Today we’ll have a guest post from COL Glenn of The Military Frequent Flyer, talking about the rise of identity theft amongst Active Duty and Veterans, and ways to protect yourself. This is especially germane given how often we use our SSN throughout the day. It also might be a first look at a service called Veteran’s Advantage, a service that I personally have not yet utilized but have begun to do some research on. It is a service designed to give Active Duty and Veterans discounts on a variety of brands from everyday shopping to travel, home & office, health & wellness, and jobs & business services. Check it out, and welcome COL!
Once or twice a year I talk to Scott Higgins, CEO of Veterans’ Advantage, and see what is new over there. I wrote about that recently, but this post is about something else that Scott is impassioned about – Identity Theft amongst veterans. He referenced articles that say that veterans are twice as likely to be victims of identity theft. This does not surprised me as in military life we must give our social security number for just about everything so we are trained to respond as if it is no big deal. And while it is no big deal to hand that information over to your personnel NCO, who has to follow some strict (Personal Identity Information)PII rules, it is quite another to hand out that info to every sales clerk who asks. The military has recognized this within our functions and taken some steps such as giving you a CAC card ID number rather than listing your SSN as in the past.
Here is a page from the Veterans Advantage site that explains their ID theft assistance service that is included with membership. I just want to highlight some of the key points from Scott:
1. Be safe: Do not hand out your PII unless you really need to. Outside of the military, ask the requestor if they really need your entire SSN, DD214, etc. Often they will say no or let you get by with just the last four.
2. Be smart: Don’t be fooled by “free” military discounts or free memberships. Often these sites are just gathering your data to sell to someone else.
3. Be suspicious: Do research on what kind of company you give your PII to. If you don’t know them well, check with the BBB to see if there are any complaints against them.

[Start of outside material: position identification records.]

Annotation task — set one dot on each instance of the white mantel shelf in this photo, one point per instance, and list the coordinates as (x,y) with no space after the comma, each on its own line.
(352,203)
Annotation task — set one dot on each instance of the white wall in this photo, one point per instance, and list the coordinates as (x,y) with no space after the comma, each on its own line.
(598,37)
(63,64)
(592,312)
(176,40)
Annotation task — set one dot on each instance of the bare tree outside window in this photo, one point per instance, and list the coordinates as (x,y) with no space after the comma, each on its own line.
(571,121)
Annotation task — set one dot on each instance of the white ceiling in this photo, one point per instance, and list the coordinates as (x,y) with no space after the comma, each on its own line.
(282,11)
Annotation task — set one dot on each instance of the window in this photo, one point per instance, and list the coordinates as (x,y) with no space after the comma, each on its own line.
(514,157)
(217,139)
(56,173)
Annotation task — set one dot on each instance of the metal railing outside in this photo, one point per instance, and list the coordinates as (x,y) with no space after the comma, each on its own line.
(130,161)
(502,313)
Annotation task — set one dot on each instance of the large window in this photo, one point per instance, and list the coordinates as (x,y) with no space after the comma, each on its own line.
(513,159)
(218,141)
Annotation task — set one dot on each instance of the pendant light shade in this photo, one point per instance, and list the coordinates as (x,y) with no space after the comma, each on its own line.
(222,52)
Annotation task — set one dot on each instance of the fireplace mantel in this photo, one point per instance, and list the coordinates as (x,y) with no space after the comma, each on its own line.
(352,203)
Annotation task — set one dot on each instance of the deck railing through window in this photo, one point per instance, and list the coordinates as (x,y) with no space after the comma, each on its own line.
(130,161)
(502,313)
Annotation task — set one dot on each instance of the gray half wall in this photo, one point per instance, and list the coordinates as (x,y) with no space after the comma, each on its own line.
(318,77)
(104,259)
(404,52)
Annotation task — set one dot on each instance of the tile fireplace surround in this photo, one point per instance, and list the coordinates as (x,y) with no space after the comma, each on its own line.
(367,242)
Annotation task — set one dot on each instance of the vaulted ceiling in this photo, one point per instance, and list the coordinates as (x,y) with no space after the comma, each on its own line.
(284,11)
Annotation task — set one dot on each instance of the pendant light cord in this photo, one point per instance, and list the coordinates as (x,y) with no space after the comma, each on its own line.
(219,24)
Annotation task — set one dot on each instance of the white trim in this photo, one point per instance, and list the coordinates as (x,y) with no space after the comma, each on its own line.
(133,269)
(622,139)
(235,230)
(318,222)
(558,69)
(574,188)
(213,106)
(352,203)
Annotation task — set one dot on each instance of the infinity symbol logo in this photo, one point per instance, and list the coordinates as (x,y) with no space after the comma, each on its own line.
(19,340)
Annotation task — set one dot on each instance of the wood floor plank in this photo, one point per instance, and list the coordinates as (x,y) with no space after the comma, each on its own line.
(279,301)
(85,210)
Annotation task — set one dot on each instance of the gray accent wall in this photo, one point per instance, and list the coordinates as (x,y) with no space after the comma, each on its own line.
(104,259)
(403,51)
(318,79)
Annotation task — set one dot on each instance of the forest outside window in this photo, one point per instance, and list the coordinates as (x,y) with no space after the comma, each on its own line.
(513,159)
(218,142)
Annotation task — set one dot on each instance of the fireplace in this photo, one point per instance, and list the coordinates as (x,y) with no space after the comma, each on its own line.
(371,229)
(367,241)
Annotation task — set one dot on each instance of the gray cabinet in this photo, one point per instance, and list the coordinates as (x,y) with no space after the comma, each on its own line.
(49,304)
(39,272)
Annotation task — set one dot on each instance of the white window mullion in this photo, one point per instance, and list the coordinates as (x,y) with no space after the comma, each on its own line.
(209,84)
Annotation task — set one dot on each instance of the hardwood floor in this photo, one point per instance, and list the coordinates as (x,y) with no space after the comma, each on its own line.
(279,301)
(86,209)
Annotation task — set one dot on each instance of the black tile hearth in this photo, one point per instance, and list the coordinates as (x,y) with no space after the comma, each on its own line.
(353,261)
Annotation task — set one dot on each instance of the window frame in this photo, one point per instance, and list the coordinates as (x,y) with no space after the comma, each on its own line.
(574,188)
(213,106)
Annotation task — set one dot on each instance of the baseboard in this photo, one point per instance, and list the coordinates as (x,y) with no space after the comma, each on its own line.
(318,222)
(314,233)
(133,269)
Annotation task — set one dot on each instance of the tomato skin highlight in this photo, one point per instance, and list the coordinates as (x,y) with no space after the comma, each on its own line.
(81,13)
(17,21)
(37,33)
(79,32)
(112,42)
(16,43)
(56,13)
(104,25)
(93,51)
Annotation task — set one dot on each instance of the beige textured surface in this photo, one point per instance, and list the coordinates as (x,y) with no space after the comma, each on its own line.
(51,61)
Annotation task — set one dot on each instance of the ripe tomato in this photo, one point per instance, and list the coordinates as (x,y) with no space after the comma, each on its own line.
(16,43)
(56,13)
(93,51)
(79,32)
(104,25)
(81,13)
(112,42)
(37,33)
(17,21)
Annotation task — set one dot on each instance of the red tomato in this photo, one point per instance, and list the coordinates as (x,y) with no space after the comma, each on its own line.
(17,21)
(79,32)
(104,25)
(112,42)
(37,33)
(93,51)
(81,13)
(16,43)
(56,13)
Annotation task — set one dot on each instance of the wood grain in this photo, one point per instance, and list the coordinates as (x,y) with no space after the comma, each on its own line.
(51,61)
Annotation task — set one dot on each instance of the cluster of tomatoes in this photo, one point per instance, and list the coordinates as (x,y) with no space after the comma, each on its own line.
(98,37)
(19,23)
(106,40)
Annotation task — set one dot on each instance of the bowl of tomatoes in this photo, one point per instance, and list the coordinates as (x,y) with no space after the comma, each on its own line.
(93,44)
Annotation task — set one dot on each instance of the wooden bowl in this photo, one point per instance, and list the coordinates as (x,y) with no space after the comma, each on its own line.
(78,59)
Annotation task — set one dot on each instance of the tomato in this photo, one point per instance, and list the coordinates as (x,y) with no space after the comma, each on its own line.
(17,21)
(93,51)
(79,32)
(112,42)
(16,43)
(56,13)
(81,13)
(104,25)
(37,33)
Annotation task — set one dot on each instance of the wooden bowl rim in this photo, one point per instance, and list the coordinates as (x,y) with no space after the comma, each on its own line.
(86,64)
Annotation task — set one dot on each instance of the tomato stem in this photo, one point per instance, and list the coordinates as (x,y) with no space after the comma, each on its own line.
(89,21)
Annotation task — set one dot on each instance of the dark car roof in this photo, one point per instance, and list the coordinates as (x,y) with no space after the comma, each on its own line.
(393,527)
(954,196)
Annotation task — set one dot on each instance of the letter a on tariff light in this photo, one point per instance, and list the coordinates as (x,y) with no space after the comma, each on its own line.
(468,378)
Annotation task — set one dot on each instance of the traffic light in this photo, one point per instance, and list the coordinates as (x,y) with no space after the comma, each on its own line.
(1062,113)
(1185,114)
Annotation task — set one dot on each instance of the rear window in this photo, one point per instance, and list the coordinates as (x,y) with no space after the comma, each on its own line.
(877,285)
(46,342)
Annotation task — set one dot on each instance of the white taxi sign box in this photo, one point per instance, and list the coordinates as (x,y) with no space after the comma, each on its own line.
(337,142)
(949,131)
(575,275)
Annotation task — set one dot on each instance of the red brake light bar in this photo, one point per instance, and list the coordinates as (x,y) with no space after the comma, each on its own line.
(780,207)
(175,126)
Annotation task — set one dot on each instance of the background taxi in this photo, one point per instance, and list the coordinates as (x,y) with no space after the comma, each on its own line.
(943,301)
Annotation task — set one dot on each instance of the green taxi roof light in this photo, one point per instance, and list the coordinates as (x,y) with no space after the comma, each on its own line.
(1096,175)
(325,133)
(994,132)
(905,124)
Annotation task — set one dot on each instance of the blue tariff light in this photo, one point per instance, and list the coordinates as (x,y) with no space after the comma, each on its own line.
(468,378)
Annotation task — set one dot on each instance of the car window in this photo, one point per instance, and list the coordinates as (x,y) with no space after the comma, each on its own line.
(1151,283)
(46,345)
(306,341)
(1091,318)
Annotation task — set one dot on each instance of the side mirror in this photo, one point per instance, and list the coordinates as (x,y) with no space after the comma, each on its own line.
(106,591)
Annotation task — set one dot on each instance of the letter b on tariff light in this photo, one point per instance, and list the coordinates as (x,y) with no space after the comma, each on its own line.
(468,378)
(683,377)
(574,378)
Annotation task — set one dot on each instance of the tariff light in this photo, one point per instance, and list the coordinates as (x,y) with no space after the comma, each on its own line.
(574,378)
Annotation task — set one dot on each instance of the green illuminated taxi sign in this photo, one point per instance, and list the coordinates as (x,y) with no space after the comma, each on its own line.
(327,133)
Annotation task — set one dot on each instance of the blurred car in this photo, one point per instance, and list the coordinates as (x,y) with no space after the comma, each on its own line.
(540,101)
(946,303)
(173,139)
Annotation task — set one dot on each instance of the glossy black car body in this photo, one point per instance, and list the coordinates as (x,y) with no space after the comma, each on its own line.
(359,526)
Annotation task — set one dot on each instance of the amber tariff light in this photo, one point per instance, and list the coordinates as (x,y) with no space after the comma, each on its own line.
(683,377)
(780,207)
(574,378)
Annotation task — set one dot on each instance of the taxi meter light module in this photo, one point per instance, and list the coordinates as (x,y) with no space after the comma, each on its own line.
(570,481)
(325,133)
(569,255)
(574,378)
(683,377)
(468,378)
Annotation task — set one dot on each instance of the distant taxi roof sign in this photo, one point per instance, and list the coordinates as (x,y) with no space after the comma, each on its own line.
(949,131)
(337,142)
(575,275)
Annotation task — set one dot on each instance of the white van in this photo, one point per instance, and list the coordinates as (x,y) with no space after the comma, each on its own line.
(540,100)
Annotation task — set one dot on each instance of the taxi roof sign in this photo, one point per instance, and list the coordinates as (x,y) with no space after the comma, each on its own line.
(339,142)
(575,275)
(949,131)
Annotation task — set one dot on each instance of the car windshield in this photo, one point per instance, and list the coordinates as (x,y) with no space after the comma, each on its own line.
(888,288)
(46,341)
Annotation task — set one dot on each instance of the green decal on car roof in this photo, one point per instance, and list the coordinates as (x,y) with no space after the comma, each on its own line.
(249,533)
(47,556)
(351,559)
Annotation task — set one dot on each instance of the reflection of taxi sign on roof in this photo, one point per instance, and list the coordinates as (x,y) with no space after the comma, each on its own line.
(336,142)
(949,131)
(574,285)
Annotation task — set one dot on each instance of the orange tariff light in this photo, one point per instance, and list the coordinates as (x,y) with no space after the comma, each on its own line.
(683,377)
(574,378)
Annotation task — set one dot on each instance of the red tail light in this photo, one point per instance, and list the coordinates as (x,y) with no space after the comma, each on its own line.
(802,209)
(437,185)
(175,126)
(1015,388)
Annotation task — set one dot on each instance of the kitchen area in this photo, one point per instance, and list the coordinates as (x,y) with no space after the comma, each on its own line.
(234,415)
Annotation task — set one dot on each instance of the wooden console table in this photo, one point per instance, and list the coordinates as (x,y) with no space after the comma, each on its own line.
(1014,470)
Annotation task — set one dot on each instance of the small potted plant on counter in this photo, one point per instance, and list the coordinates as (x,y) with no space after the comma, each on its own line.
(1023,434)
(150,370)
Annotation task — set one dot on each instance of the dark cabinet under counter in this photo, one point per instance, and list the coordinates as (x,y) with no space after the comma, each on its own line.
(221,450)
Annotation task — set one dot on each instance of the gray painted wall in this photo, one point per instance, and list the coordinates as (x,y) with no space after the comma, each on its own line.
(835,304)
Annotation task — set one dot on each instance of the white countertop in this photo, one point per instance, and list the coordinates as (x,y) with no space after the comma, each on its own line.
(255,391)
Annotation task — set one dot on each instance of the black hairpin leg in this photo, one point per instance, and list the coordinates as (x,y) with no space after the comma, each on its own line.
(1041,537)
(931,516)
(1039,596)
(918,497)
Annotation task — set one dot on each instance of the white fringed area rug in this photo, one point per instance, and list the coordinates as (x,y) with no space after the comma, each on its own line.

4. Data grabs are big business. Do business with companies that do not ask for excessive data and don’t ask for a copy of your military ID or other such steps that can exploit your PII.
Be careful out there and counsel those you supervise to do likewise. My nightmare used to be getting my wallet stolen and now that seems trivial compared with the horror stories I hear about victims of ID theft. If you have a Veterans’ Advantage membership, be sure to use their service that comes along with the membership to help you in case of ID theft.